Jona Lewie looked like he’d been slapped every day of his miserable life. His hangdog face matched his awful flat voice and his awful voice was backed up with a casio your kid sister would turn up her nose at. Of course, the charts being the festering plague hole they are this did not stop him having hits. Well, two hits. His first was an autobiographical ditty, “You Will Always Find Me In The Kitchen At Parties”. Come now, Jona, that can’t be true! You’re having us on! Who after all would invite you to a party in the first place?

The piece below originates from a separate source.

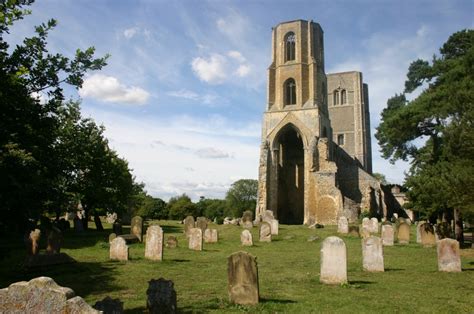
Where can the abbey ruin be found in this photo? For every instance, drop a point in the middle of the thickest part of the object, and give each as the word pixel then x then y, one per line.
pixel 315 155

The second pop-bothering number concerns us here, though. “Stop The Cavalry” imagined itself a song with an epic sweep, a Chrismas-tinted “Universal Soldier” style track which would sum up the heartbreaking folly of WAR and the pain of soldiering through the ages. What better phrase to sum up these epic themes than the simple, yet so affecting, “stop the cavalry”.

The problem of course was that Jona had forgotten something – it is quite simple to stop cavalry, as the first person who turned a machine gun on them swiftly learned. Therefore as a metaphor for the impossible futility of resisting war Jona’s plea was frankly rubbish. Had Jona confined himself to singing in character, as a trench soldier, the problem might not have arisen quite as much, but with Paul McCartney and the whole of the Farm down there, the trenches were getting a bit crowded, so Jona expanded his timeline with vague references to centuries of fighting and a “nuclear fallout zone”. There aren’t going to be any horses in a nuclear fallout zone, now are there? It’s no wonder his lyrical imagination failed him for the chorus and he could muster only “dubba-dubba-dum-dum”.

What was Jona’s proposed solution to this eternal cavalry-centric onslaught? A simple one. Should he return from the war, he would “run for all presidencies” and, if elected, “stop the cavalry”. The simplicity! The genius! But can I be alone in detecting a flaw or two in Jona’s scheme? Even were running for all presidencies at once possible, it would be difficult to imagine a single-issue platform with less appeal out on the stump.

“So Mr. Lewie, what do you stand for?”
“Well, if elected I’ll stop the cavalry”
“What cavalry?”
The cavalry.”
“What? What about the tanks? What about stopping them? People don’t use cavalry any more, you fool!”
“Well, um, there’s the Horse Guards.”